[OT] user-management bit of web apps
Simon Wistow
simon at thegestalt.org
Wed Jan 30 13:28:11 GMT 2008
On Wed, Jan 30, 2008 at 09:37:49AM +0000, Matt S Trout said:
> It is, admittedly, better than the "web framework" I wrote once ... but I
> had the sense to chuck that out and replace it with Maypole and then later
> Catalyst.
And this here (and the bits I've elided) is the 'problem' with web
frameworks, at least from my point of view - which I realise is not the
same as other peoples'.
So, I start off with a problem that requires some sort of dynamic web
app type malarkey. So I go look at all the available web frameworks that
are out there. And there are a lot.
A lot.
That there is problem number one by the way - and I know that choice and
and competition are good and each to their own all that but I also keep
coming back to the fact that we standardized on DBI and that was one of
the best things that happened to us.
So I'm sitting down to write this app. My basic plan, which stretches
right off in to the distant future because I am a thoughtful and
farsighted developer, basically goes like this.
1. Hello World!
2. Having users and user self management
3. Start building the app
4. Having an admin class and user management by the admins.

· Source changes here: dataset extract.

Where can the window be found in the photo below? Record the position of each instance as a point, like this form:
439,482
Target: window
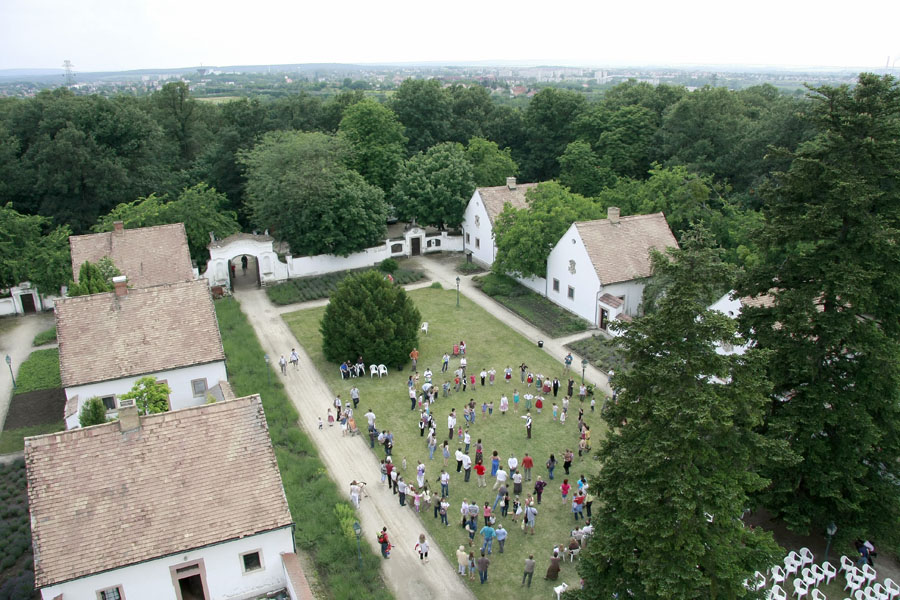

In my brain I think I *ought* to do 4. before 3. but by then I'm bored
and want to do *something*
5. Features
6. Release
7. Repeat 5. and 6. some more
...
n. Scaling.
For me (note how I keep using that phrase) there are twin desires. On
the one hand I don't want to get too bogged down in future stuff
especially since, most of the time, I'm never really going to have to
get beyond step 3. But on the other hand I want to keep an eye on what
I'm going to have to do in the future.
I don't know any of the frameworks so I go to the tutorials which do the
Hello World and then very rarely have anything else. The start-up costs,
the activation energy seem too high. There's too much scaffolding - to
be frank it's all a little scary.
I know why all the scaffolding's there and I know why it's necessary but
there you go.
And this is my problem - I want something that starts small and easy and
then gradually becomes the big scary scaffolding. And generally that
means I end up writing my own framework again which starts small and
then I hack on features and never learn from my mistakes and never
learn one of the existing frameworks and then the next time I want to do
something similar I end up doing it all again.
I'm not sure what my point is - work avoidance probably.